In Fort William the route runs along the seafront by the A82 until the start of the Great Glen Way, which it follows across the River Nevis as it enters the mouth of the River Lochy. It follows Wades Road and Locheil Road through Inverlochy, and then runs alongside the Mallaig railway line and crosses a pedestrian bridge over the River Lochy beside the railway. Turning left onto Kilmallie Road, it passes Lochyside and then turns to run along the head of Loch Linnhe to the sea lock of the Caledonian Canal. From there it follows the canal towpath to Banavie, continues along the south-east side of the canal past Neptune's Staircase and onwards to Gairlochy.

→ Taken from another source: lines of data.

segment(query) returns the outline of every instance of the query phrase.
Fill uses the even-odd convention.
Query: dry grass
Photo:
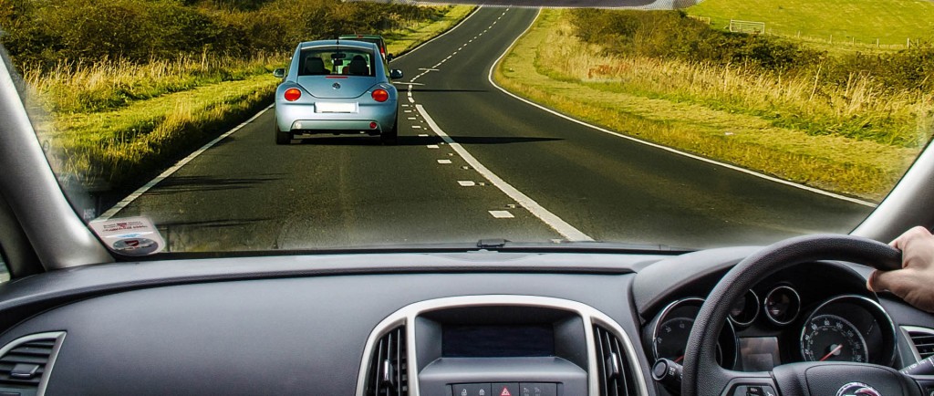
[[[109,110],[134,101],[199,86],[248,78],[272,71],[285,55],[183,56],[137,64],[105,59],[95,63],[62,62],[50,71],[26,69],[23,77],[36,93],[36,105],[57,114]]]
[[[931,134],[930,95],[886,95],[857,79],[828,92],[734,67],[601,57],[570,34],[561,12],[543,12],[497,81],[609,129],[870,200],[887,193]],[[854,117],[897,127],[878,136],[813,131]]]

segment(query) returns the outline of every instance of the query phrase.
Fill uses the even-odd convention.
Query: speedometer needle
[[[833,350],[831,350],[830,353],[828,353],[827,355],[824,355],[824,357],[820,358],[820,361],[824,361],[828,360],[828,358],[829,358],[829,357],[831,357],[833,355],[836,355],[837,352],[840,352],[840,349],[842,348],[842,347],[843,347],[842,344],[837,346],[837,347],[833,348]]]

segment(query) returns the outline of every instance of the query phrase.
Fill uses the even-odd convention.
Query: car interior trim
[[[42,373],[42,379],[39,380],[39,386],[35,390],[36,396],[43,396],[46,392],[46,387],[49,385],[49,378],[51,375],[52,368],[55,366],[55,358],[58,357],[59,350],[62,348],[62,343],[64,342],[65,332],[37,332],[35,334],[24,335],[22,337],[17,338],[10,341],[7,345],[0,347],[0,357],[6,356],[13,348],[20,346],[21,345],[36,341],[36,340],[46,340],[46,339],[55,339],[55,346],[52,346],[51,353],[49,355],[49,361],[45,364],[45,368]]]
[[[14,70],[0,50],[0,97],[19,98]],[[0,191],[47,270],[112,262],[100,241],[68,203],[21,101],[0,101]],[[50,233],[50,230],[57,230]]]
[[[616,320],[612,319],[609,316],[600,312],[596,308],[574,301],[552,298],[552,297],[540,297],[540,296],[531,296],[531,295],[473,295],[473,296],[457,296],[457,297],[445,297],[433,300],[427,300],[418,303],[415,303],[406,305],[398,311],[390,314],[385,319],[383,319],[374,331],[370,333],[367,338],[366,346],[363,348],[363,356],[361,361],[360,375],[357,378],[357,396],[364,396],[365,384],[366,384],[366,375],[367,368],[369,367],[369,361],[371,355],[373,355],[374,348],[375,347],[375,343],[380,337],[385,335],[387,332],[392,331],[393,329],[405,325],[407,327],[405,332],[406,337],[406,353],[408,355],[408,378],[409,378],[409,395],[418,396],[418,362],[417,362],[417,353],[416,350],[416,328],[417,326],[412,326],[416,322],[416,318],[423,313],[434,311],[438,309],[446,308],[458,308],[458,307],[468,307],[468,306],[534,306],[534,307],[545,307],[545,308],[554,308],[564,311],[570,311],[581,317],[584,320],[584,324],[587,327],[585,333],[587,334],[587,382],[590,396],[599,396],[600,394],[600,385],[598,383],[597,373],[597,361],[596,361],[596,344],[594,340],[593,332],[590,331],[589,327],[593,325],[602,326],[607,330],[612,331],[615,335],[623,343],[623,347],[626,349],[626,359],[629,360],[631,367],[643,367],[640,363],[639,358],[636,356],[635,349],[632,345],[632,341],[630,339],[629,334],[623,331],[622,327],[616,323]],[[642,374],[639,373],[633,375],[636,380],[636,389],[637,393],[640,395],[647,395],[648,390],[645,384],[645,379],[643,377]]]

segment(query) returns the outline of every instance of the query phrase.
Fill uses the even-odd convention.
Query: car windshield
[[[849,233],[931,139],[929,1],[390,3],[6,0],[0,43],[127,256]]]
[[[373,52],[339,47],[303,50],[299,55],[299,76],[348,75],[374,76]]]

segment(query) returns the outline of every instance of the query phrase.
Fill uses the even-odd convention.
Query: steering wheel
[[[890,367],[856,362],[796,362],[771,372],[743,373],[716,363],[717,334],[732,302],[759,280],[796,264],[844,261],[890,270],[901,267],[901,252],[888,245],[850,235],[808,235],[769,246],[736,264],[704,301],[685,350],[681,394],[685,396],[896,396],[923,395],[912,377]]]

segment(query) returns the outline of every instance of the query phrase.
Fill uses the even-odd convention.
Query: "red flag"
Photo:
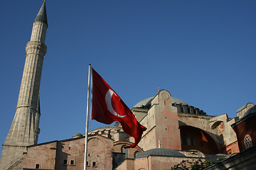
[[[127,148],[135,147],[146,128],[137,120],[129,108],[99,74],[92,68],[92,119],[105,124],[119,121],[124,132],[135,140],[135,142]]]

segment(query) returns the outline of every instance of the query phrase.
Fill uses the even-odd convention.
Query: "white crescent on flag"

At Gairlochy it crosses the canal and follows the B8005 along the north west shore of Loch Lochy through Bunarkaig to Clunes, where it leaves the B8005 onto a minor road, and then a track which follows close to the shore of Loch Lochy for 12 km. It skirts the head of the loch and crosses the canal, following the towpath for 2.5 km to North Laggan, where it cross the A82 and follows an old railway bed on the south east shore of Loch Oich for 7 km. It then crosses the A82 again, and follows the canal towpath for 8 km to Fort Augustus.

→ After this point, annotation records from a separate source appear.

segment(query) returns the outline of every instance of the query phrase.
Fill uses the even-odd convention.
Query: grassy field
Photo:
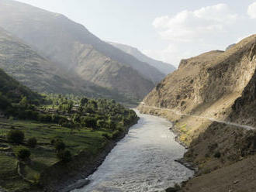
[[[22,173],[25,181],[17,172],[18,159],[14,156],[19,146],[12,145],[6,141],[6,134],[11,129],[19,129],[25,133],[25,139],[31,137],[37,139],[38,145],[31,152],[29,163],[26,163]],[[109,141],[102,136],[103,133],[111,132],[106,129],[93,131],[91,129],[72,129],[60,127],[55,124],[43,124],[32,121],[15,121],[0,118],[0,186],[10,191],[24,191],[31,187],[31,183],[36,183],[40,173],[46,168],[58,161],[54,147],[50,144],[54,138],[61,139],[66,144],[67,149],[72,155],[85,150],[96,155]]]

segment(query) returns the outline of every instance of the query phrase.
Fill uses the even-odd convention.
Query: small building
[[[0,111],[0,118],[4,118],[4,117],[5,117],[5,114],[2,111]]]

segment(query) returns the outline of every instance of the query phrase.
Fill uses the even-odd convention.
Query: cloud
[[[248,7],[247,13],[256,19],[256,2]],[[144,53],[177,66],[181,59],[213,50],[225,50],[240,37],[255,33],[254,22],[234,12],[227,4],[157,17],[153,26],[161,39],[169,46]]]
[[[153,26],[163,39],[189,42],[202,39],[205,34],[225,33],[225,27],[237,19],[226,4],[218,4],[195,11],[185,10],[173,17],[156,18]]]
[[[256,19],[256,2],[254,2],[248,6],[247,14],[250,18]]]

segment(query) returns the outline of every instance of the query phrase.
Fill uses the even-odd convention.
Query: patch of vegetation
[[[5,110],[8,118],[0,118],[0,144],[10,148],[0,153],[0,175],[6,176],[0,177],[5,182],[0,185],[7,190],[26,191],[39,183],[45,169],[59,161],[70,162],[81,152],[88,152],[88,158],[96,156],[138,119],[133,111],[114,100],[61,94],[43,98],[38,105],[28,97],[12,101]],[[2,170],[6,161],[9,168]],[[30,183],[18,174],[18,161],[23,162],[22,174]]]

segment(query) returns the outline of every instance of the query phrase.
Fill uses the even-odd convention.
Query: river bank
[[[175,160],[185,149],[175,141],[171,124],[162,118],[137,114],[140,121],[117,143],[88,179],[90,183],[74,192],[165,191],[193,175]]]
[[[184,165],[189,162],[199,168],[193,177],[182,183],[178,191],[255,191],[253,178],[256,172],[251,166],[256,156],[255,130],[234,123],[209,122],[194,116],[178,117],[165,109],[141,105],[139,108],[145,114],[175,122],[178,125],[172,129],[178,132],[176,139],[185,141],[188,146],[184,157],[178,161]],[[199,131],[192,129],[193,125]]]
[[[81,187],[81,180],[93,173],[105,160],[106,156],[129,132],[129,129],[137,124],[139,119],[134,120],[115,140],[109,140],[109,143],[96,156],[92,156],[86,152],[81,152],[73,157],[67,164],[57,163],[41,173],[40,185],[43,186],[43,190],[47,192],[65,192]],[[78,183],[77,183],[78,182]],[[86,184],[85,181],[84,183]]]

The route leaves Fort Augustus on Glendoe Road, and then climbs to over 300m, following one of General Wade's military roads (the B862) past Whitebridge, and thence by the B852 down to Foyers on the south east shore of Loch Ness. From there it follows the B852 for 19 km to the north end of Loch Ness, where it follows a minor road, the B852 again, and another minor road to enter the outskirts of Inverness at Lochardil Woods. From there it follows Holm Road, Dores Road, Island Bank Road and Haugh Road along the River Ness into Inverness town centre.